Automate the Hunt for Your Dream Apartment: Harnessing the Power of Web Scraping

Matt Bommer
5 min readJun 1, 2023
Photo by Carlos Alfonso on Unsplash

In today’s fast-paced world, finding the perfect apartment can often feel like searching for a needle in an infinitesimally large haystack. With high demand and limited availability, timing is everything. But what if there was a way to automate the process, to have the latest information on apartment availability delivered right to your fingertips? That’s where web scraping comes in. In this article, we’ll explore how accessible web scraping can be for you and how it can revolutionize your apartment search, allowing you to stay one step ahead in the hunt for your dream home.

In my recent quest to find a new apartment in Austin, Texas, I discovered a solution that transformed my apartment search experience. I created a web scraping bot that informed me when my favorite units became available. In this post, I’ll share my journey and provide you with insights on how you can do the same.

Scraping the Web:

When people hear about web scraping, the first thing that comes to mind is usually extracting data directly from web pages using tools like Beautiful Soup.
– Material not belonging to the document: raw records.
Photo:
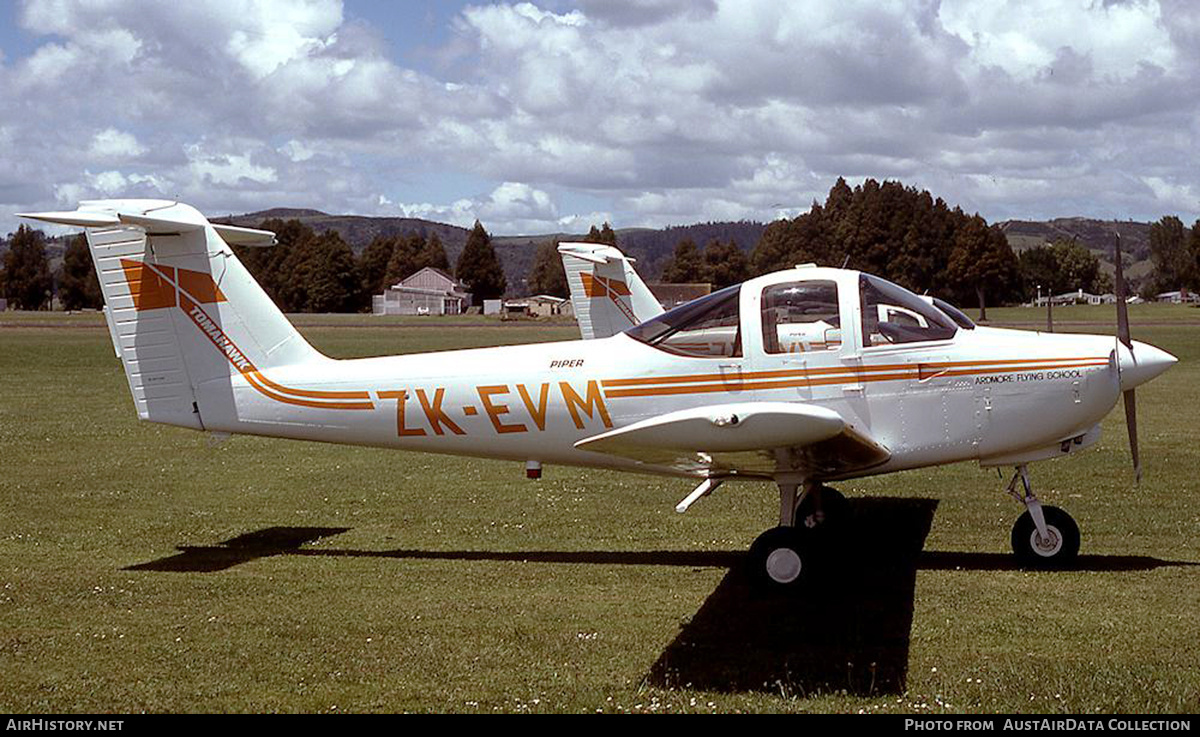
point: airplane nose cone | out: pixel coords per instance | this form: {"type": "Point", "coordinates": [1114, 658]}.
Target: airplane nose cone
{"type": "Point", "coordinates": [1141, 364]}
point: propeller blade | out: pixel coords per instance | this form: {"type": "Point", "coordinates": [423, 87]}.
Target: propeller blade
{"type": "Point", "coordinates": [1132, 426]}
{"type": "Point", "coordinates": [1123, 336]}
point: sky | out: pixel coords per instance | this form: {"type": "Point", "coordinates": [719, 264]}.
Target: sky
{"type": "Point", "coordinates": [559, 114]}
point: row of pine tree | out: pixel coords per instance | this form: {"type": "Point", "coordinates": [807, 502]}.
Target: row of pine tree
{"type": "Point", "coordinates": [897, 232]}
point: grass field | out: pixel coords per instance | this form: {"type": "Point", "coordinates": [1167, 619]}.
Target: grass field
{"type": "Point", "coordinates": [147, 568]}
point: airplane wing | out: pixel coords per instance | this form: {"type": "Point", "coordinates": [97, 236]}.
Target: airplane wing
{"type": "Point", "coordinates": [748, 438]}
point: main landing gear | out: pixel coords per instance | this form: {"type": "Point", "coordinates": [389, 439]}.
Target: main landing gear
{"type": "Point", "coordinates": [1044, 537]}
{"type": "Point", "coordinates": [810, 517]}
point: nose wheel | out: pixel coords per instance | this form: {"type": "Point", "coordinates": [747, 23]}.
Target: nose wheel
{"type": "Point", "coordinates": [1043, 537]}
{"type": "Point", "coordinates": [784, 556]}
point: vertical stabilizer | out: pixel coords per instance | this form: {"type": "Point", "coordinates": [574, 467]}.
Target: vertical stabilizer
{"type": "Point", "coordinates": [181, 309]}
{"type": "Point", "coordinates": [606, 293]}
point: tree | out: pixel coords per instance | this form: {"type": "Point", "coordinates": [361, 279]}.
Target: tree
{"type": "Point", "coordinates": [322, 276]}
{"type": "Point", "coordinates": [27, 270]}
{"type": "Point", "coordinates": [685, 264]}
{"type": "Point", "coordinates": [479, 268]}
{"type": "Point", "coordinates": [607, 235]}
{"type": "Point", "coordinates": [725, 264]}
{"type": "Point", "coordinates": [78, 285]}
{"type": "Point", "coordinates": [435, 255]}
{"type": "Point", "coordinates": [1063, 265]}
{"type": "Point", "coordinates": [982, 261]}
{"type": "Point", "coordinates": [373, 264]}
{"type": "Point", "coordinates": [334, 281]}
{"type": "Point", "coordinates": [273, 268]}
{"type": "Point", "coordinates": [1169, 251]}
{"type": "Point", "coordinates": [547, 275]}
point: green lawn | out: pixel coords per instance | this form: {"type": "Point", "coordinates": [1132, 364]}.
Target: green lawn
{"type": "Point", "coordinates": [145, 568]}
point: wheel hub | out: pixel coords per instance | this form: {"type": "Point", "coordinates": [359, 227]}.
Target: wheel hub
{"type": "Point", "coordinates": [1049, 545]}
{"type": "Point", "coordinates": [784, 565]}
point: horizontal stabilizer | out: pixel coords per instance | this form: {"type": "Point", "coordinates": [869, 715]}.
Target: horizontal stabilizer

While this approach is viable and necessary for sites that use server-side rendering (SSR), there is a simpler way — observing the requests a website sends to its backend servers. By leveraging the developer tools in Chrome, I was able to discover all the necessary information about apartment availability on my favorite complex’s website within minutes.
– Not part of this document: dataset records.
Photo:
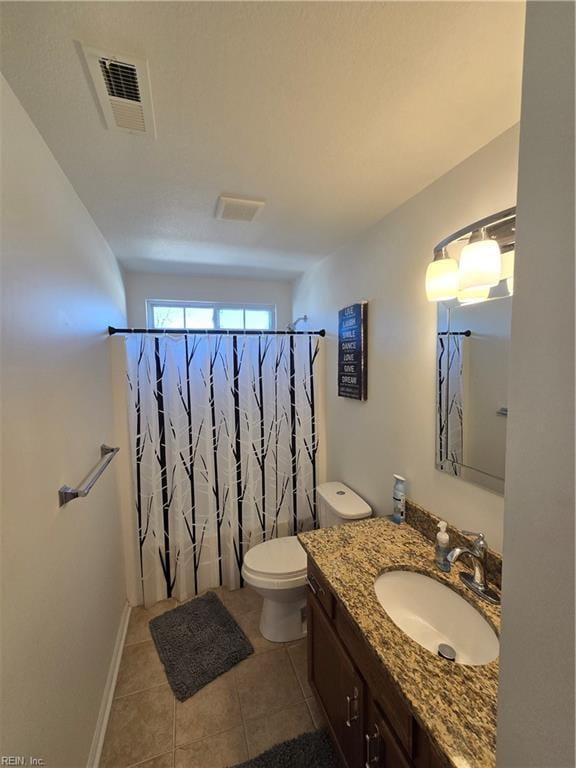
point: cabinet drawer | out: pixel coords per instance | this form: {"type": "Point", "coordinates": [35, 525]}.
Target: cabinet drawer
{"type": "Point", "coordinates": [320, 589]}
{"type": "Point", "coordinates": [383, 689]}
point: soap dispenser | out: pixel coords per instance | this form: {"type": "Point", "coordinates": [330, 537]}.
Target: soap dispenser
{"type": "Point", "coordinates": [442, 547]}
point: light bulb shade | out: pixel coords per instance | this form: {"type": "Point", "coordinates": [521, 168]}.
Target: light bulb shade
{"type": "Point", "coordinates": [480, 264]}
{"type": "Point", "coordinates": [473, 295]}
{"type": "Point", "coordinates": [442, 280]}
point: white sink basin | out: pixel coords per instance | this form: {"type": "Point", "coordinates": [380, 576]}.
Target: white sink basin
{"type": "Point", "coordinates": [433, 614]}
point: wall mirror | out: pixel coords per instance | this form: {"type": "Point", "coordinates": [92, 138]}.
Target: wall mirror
{"type": "Point", "coordinates": [473, 340]}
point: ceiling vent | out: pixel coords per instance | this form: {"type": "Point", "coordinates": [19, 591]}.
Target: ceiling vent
{"type": "Point", "coordinates": [122, 85]}
{"type": "Point", "coordinates": [233, 208]}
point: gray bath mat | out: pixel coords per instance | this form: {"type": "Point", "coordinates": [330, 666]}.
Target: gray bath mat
{"type": "Point", "coordinates": [197, 642]}
{"type": "Point", "coordinates": [311, 750]}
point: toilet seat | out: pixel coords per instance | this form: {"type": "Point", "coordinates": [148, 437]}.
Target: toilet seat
{"type": "Point", "coordinates": [276, 564]}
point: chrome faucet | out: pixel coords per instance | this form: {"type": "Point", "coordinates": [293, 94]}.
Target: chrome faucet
{"type": "Point", "coordinates": [477, 553]}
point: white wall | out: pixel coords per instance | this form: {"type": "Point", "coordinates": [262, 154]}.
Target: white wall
{"type": "Point", "coordinates": [536, 701]}
{"type": "Point", "coordinates": [141, 286]}
{"type": "Point", "coordinates": [63, 587]}
{"type": "Point", "coordinates": [394, 430]}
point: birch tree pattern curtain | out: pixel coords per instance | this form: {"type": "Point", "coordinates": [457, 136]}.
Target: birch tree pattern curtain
{"type": "Point", "coordinates": [225, 444]}
{"type": "Point", "coordinates": [450, 421]}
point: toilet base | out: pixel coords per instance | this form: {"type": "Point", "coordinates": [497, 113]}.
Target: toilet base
{"type": "Point", "coordinates": [283, 621]}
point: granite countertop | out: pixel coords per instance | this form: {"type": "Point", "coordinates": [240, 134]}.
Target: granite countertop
{"type": "Point", "coordinates": [456, 704]}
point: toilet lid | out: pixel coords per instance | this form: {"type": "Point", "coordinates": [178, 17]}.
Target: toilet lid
{"type": "Point", "coordinates": [277, 557]}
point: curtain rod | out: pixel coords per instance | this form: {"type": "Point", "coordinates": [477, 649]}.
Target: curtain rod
{"type": "Point", "coordinates": [212, 332]}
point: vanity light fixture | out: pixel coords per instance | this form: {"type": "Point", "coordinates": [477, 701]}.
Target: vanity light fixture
{"type": "Point", "coordinates": [508, 270]}
{"type": "Point", "coordinates": [480, 262]}
{"type": "Point", "coordinates": [442, 278]}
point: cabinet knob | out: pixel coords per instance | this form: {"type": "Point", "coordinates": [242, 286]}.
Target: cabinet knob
{"type": "Point", "coordinates": [372, 748]}
{"type": "Point", "coordinates": [314, 585]}
{"type": "Point", "coordinates": [351, 716]}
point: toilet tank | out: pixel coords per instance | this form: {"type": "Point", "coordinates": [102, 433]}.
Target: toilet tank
{"type": "Point", "coordinates": [339, 504]}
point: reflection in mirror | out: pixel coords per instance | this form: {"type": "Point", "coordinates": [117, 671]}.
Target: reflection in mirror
{"type": "Point", "coordinates": [473, 339]}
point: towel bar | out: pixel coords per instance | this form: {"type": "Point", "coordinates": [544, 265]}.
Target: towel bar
{"type": "Point", "coordinates": [66, 493]}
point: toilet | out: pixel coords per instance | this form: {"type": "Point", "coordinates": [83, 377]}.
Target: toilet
{"type": "Point", "coordinates": [276, 569]}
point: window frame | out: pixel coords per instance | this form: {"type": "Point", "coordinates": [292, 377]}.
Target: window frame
{"type": "Point", "coordinates": [216, 305]}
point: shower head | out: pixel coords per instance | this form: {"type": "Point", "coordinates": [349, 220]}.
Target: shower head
{"type": "Point", "coordinates": [292, 326]}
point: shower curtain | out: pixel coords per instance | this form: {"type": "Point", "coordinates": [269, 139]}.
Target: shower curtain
{"type": "Point", "coordinates": [450, 388]}
{"type": "Point", "coordinates": [224, 432]}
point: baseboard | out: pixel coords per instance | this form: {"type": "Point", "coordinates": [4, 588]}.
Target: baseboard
{"type": "Point", "coordinates": [108, 695]}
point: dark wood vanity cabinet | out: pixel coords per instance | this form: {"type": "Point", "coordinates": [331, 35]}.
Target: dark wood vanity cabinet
{"type": "Point", "coordinates": [337, 685]}
{"type": "Point", "coordinates": [370, 722]}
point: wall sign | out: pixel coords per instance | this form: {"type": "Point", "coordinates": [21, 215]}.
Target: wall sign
{"type": "Point", "coordinates": [352, 351]}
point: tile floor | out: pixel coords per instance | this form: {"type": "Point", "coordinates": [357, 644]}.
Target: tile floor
{"type": "Point", "coordinates": [262, 701]}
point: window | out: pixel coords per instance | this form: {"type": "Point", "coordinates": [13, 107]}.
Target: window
{"type": "Point", "coordinates": [200, 315]}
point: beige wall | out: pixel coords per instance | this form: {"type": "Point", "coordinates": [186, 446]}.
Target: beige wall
{"type": "Point", "coordinates": [536, 702]}
{"type": "Point", "coordinates": [63, 587]}
{"type": "Point", "coordinates": [394, 431]}
{"type": "Point", "coordinates": [142, 285]}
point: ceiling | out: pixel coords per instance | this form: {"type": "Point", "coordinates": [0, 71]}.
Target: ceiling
{"type": "Point", "coordinates": [335, 113]}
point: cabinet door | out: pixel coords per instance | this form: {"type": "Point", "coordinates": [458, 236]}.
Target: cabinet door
{"type": "Point", "coordinates": [337, 685]}
{"type": "Point", "coordinates": [381, 747]}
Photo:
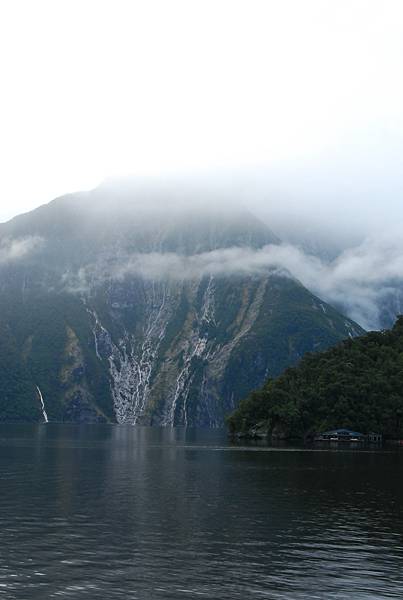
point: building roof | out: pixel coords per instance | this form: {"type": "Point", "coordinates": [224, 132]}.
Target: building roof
{"type": "Point", "coordinates": [343, 432]}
Using the network section of Chrome’s developer tools, I sifted through the Fetch/XHR requests until I found a response that contained the relevant data (shown below). Armed with this knowledge, I could identify the endpoint to fetch unit details and determine the available information for each unit.

"units": [
{
"id": "1174955",
"unit_disclaimer_id": null,
"floor_id": "21173",
"floor_plan_id": "63835",
"status_id": null,
"unit_number": "1511",
"display_unit_number": "APT 1511",
"display_area": "980 sq. ft.",
"area": 980,
"display_full_price": null,
"display_price": "$3,223",
"price": 3223,
"show_online_leasing": true,
"specials_description": null,
"display_available_on": "Available Aug 4th",
"display_lease_term": "12 Months",
"available_on": "2023-08-04",
...
}
],
...
"floor_plans": [
{
"id": "63830",
"name": "1F",
"bedroom_count": 1,
"bathroom_count": 1,
"bedroom_label": "1 Bed",
"bathroom_label": "1 Bath",
"filter_label": "1F",
...
}
],
...

Transforming Data into Action:

With neatly organized data, it doesn’t take much code to transform it into a useful format. In just 69 lines of code, I was able to develop a simple but effective solution. By parsing the raw data into custom objects and making a simple system for ranking units, I filtered out the best available units that matched my preferences.

import json
import requests
from dataclasses import dataclass
from datetime import datetime

id_unit_map = {"63844" : "1J", "63831": "1D", "63838": "1E"}

@dataclass
class Unit:
floor_plan: str
unit_number: int
floor_number: int
building_number: int
unit_price: int
square_feet: int
lease_term_for_price: int
date_available: datetime


def __init__(self, json_data):
self.floor_plan = id_unit_map.get(json_data["floor_plan_id"])
unit_str = json_data["unit_number"]
self.unit_number = int(unit_str)
self.floor_number = int(unit_str[1])
self.building_number = int(unit_str[0])
self.unit_price = json_data["price"]
self.square_feet = json_data["area"]
self.lease_term_for_price = json_data["display_lease_term"]
self.date_available = datetime.strptime(json_data["available_on"], "%Y-%m-%d")

def __str__(self) -> str:
return f'''
Unit #{self.unit_number} | Type {self.floor_plan} | {self.square_feet} SqFt.
Price: {self.unit_price}
Level: {self.floor_number}
Lease term: {self.lease_term_for_price}
Available on: {self.date_available.strftime("%b %d, %Y")}
'''

def generate_unit_report():
# Fetch data
req = requests.get("~~redacted_url~~", headers={"Accept": "application/json"})
response_body = req.json()
raw_units_data = response_body['data']['units']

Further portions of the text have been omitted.